東北大学は、新規に開発した「電解水」を用いた透析システムが、慢性透析患者の生存期間を改善することを明らかにしたと発表した。同透析治療法により、透析患者の重篤な合併症が抑制され、透析患者の積極的な社会復帰、医療費の抑制に貢献することが期待されるという。

  • 「電解水」血液透析システムの概要

    水電気分解装置で陰極側に水素分子を含む水が生成される。この水を逆浸透圧装置に導入して透析水を作る。本水で作製した血液透析液には溶存水素が30から100ppb含まれる。この溶存水素は人工腎臓を介してシャント血に移動し、呼気中から排泄される。(出所:東北大学ニュースリリース)

同研究は、東北大学大学院医学系研究科附属創成応用医学研究センター・東北大学病院慢性腎臓病透析治療共同研究部門の中山昌明特任教授らの研究グループによるもので、同研究成果は、1月10日に英国科学誌「Scientific Report」電子版に掲載された。

一般に、透析患者の生存期間は極めて悪く(年間死亡率は約10%)、心血管合併症が主な死因となっている。この合併症の原因には透析中に生じる生体内の酸化ストレスと炎症が関わっていると考えられているが、現状、これらの要因を安全に抑える手段はなかった。そんな中、東北大学と日本トリムは、水の電気分解によって生成される「電解水」が生体内で酸化ストレスを抑えることに注目し、電解水の透析治療への応用を目指し2006年より共同研究を行ってきた。

同研究では、慢性透析患者の生存期間に対する電解水透析の影響を明らかにすることを目的とし、5年間の多施設共同臨床研究の成果を報告した。国内7施設の慢性血液透析患者を対象に、それぞれの治療法における死亡および心血管合併症(うっ血性心不全、虚血性心疾患、脳卒中、虚血による下肢切断)といったイベントの発生を測定結果とし、5年間の臨床経過が観察された(電解水透析群161例、通常透析群148例)。透析自体の臨床的効果・安全性に両群間に違いは見られなかったが、電解水透析群では透析後の高血圧の改善、必要な1日当たりの降圧薬の投与量の減量が観察されたという。

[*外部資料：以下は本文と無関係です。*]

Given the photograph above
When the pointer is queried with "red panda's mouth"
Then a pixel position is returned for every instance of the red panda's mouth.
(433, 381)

平均観察期間3.28年の間に、91件のイベントの発生が確認され(電解水透析群41件、通常透析群50件)、この結果に対し、電解水血液透析は結果に影響する独立した要因であることが統計的手法によって確認された。電解水透析群では通常透析群に比較してイベント発生が41%低いという結果であり、電解水血液透析は、慢性透析患者の心血管病を抑制し、患者予後を改善する可能性が示された。このことより、従来の血液透析療法が抱える高い死亡率や心血管合併症の発生に対して、電解水透析が新たな解決手段となる可能性が示されたということだ。